The aortic opening is in the median plane in front of the lower border of the twelfth thoracic vertebra, between the crura, and behind the median arcuate ligament. It transmits the aorta, the azygos vein on the right side of the aorta, the thoracic duct, between those two, and a pair of lymph vessels that descend from the thorax to the cisterna chyli – which is the receptacle for lymph from which the thoracic duct arises.

 

The esophagal opening is an oval aperture place obliquely behind the central tendon, surrounded by fleshy bundles which constrict it and prevent regurgitation of food when the contracting diaphragm descends and exerts pressure on the abdominal contents.

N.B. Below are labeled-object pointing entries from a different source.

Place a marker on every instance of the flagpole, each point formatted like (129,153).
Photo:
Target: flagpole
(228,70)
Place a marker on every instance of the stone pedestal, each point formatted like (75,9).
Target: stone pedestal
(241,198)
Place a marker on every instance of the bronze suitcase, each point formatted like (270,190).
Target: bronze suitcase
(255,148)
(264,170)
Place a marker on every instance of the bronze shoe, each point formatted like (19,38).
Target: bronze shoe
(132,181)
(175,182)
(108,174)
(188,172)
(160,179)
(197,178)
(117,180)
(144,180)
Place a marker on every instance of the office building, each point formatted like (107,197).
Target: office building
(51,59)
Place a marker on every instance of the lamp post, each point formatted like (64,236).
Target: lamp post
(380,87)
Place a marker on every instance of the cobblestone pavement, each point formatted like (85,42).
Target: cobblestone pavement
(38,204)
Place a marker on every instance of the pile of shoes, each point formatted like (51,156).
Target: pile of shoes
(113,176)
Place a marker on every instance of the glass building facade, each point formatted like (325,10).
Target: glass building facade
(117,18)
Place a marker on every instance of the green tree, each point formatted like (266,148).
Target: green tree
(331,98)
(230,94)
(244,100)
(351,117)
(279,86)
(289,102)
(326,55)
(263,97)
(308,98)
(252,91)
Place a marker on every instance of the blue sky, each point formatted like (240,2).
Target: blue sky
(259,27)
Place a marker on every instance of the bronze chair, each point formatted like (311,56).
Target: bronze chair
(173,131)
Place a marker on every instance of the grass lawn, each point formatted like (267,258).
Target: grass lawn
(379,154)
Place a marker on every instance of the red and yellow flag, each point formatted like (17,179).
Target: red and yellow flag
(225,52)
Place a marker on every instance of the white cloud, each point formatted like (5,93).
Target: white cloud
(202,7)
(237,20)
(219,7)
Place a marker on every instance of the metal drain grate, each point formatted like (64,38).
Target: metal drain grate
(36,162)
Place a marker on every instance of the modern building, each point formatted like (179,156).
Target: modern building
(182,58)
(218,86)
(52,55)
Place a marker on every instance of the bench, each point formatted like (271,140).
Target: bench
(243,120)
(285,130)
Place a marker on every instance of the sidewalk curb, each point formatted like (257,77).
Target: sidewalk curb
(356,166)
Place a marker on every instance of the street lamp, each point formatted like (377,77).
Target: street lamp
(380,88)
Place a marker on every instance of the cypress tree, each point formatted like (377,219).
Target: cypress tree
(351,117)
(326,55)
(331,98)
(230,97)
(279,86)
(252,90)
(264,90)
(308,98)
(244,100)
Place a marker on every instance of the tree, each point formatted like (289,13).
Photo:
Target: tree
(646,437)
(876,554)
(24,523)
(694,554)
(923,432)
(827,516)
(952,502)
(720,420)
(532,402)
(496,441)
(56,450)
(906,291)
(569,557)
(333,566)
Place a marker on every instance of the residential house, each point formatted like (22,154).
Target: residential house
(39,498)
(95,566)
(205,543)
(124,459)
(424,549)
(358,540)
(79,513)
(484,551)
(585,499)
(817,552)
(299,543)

The opening transmits the esophagus, the gastric nerves, and the esophagal branches of the left gastric vessels. It is about one inch to the left of the median plane opposite the seventh costal cartilage, at the level of the body of the tenth thoracic vertebra – i.e., at the level of the ninth spine. But its position is variable: it may be in the median plane or even to the right of it; and it may be fairly close to the aortic opening.

 

The vena canal opening is a wide opening about one inch to the right of the median plane opposite the sixth costal cartilage at the level of the body of an eighth thoracic vertebra and of the seventh spine (but may be lower). It is in the central tendon between the right and median lobes – which ensures that is stretched when the diaphragm contracts, thus facilitating the flow of venous blood into the thorax that takes place with every inspiration. It transmits the inferior vena cava, slender branches of the right phrenic nerve, and a few lymph vessels from the liver.

 

Numerous smaller structures pass between the thorax and the abdomen – some of them through the diaphragm and some behind it.

 


Clinical notes

A hiatus hernia can result when the upper part of the stomach protrudes into the thorax through a tear or weakness in the diaphragm.

 

If the diaphragm is struck, or otherwise spasms, breathing becomes difficult. This is what is meant by "having the wind knocked out of you."

 

Hiccups are due to periodic, involuntary contractions of the diaphragm.